Kuşkusuz; Yunan caphesinde korku, kuşku, endişe soluk benizli bir hastanın olumsuz hallerini yansıtıyordu. Ve kuşkusuz, Türklerin tozu dumana katarak eğlendiği futbolun, birliklerimizin yer değiştirme, daha elverişli alanlara kaydırılma hareketlerini perdelediği akıllarının ucundan bile geçiremiyorlardı. Düşmanın vatanlarında kendilerine yaptığı zulmün günün birinde intikamının çok acı olacağının ayırdında değillerdi.. Olağanüstü bir komutan, onun silah arkadaşları ve yüce bir ulusun tüm bireylerinin, vatanları-nın bir karış da olsa toprağına göz diken-lere verilecek cevapla-rının da…
Yüce Anadolu'nun genç devleti Türkiye, ilk toplantısını 23 Nisan 1920 yılında yapmıştı. 1921 yılındaki önemli oturumunda ise yeni Anayasasının, ilk maddesini oluşturarak, ''Egemenlik Kayıtsız Şartsız Milletindir'' tanımını tüm dünyaya duyurmuştu bile…

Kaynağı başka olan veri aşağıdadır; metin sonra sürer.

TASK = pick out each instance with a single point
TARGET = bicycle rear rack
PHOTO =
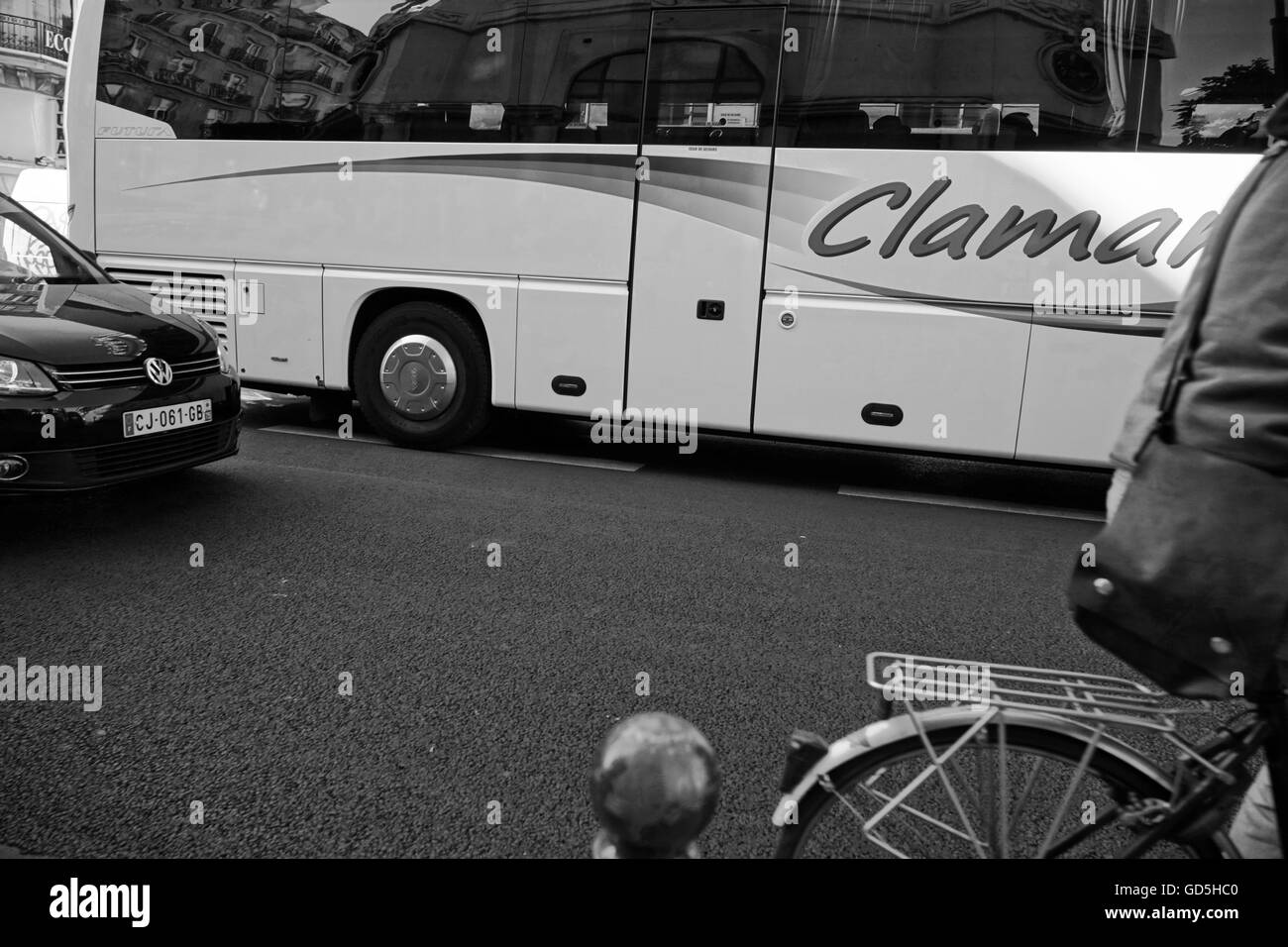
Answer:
(1096, 698)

Biri futbolcu, öteki izleyici iki Mehmetçik, yüzleri batıya yönelik, koşar adımlarla ve disiplinli bir düzendeyken konuşuyorlardı:
''Hemşerim nereye? ''
''Denize… Sen nereye?
'' Senin gittiğin yere.''
''Kim dedi?''
''Gök gözlü büyük komutan emir vermiş Kocatepe'den. Bölük komutanımız böyle dedi.''
Denize koşuyorlardı Mehmetçikler. Emir almışlardı. Büyük komutan emir vermişti, silah arkadaşlarıyla birlikte. ''Ordular ilk hedefiniz Akdeniz'dir, ileri!''
26 Ağustos 1922'de sabah 05.00'de top atışları arasında. Bu çok değişik bir maraton koşusunun,
''Düşmanı önüne katarak'' yapılmasıydı. 9 Eylül'de ve istilacı güçlerin sonunu hazırlayacak ve denize dökülerek devam edecek olan…

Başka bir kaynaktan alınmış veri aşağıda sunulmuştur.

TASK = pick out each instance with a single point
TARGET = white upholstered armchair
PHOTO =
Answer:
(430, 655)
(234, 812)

Dünyada eşi benzeri olmayan bir özgürlük savaşının ciltlere sığmayan öyküsünün, finale dek giden harika oluşumu, 29 Ekim 1923'de yaşasın seslenişleri arasında kurulan Türkiye Cumhuriyeti ile hedefine ulaşmıştı. Bize bu ülkeyi armağan edenlere çok şeyler borçluyuz. Onları; başta yüce Atatürk olmak üzere rahmet ve minnetle anıyoruz. Yaşasın Türkiye Cumhuriyeti… Dünya var oldukça yaşayacak olan…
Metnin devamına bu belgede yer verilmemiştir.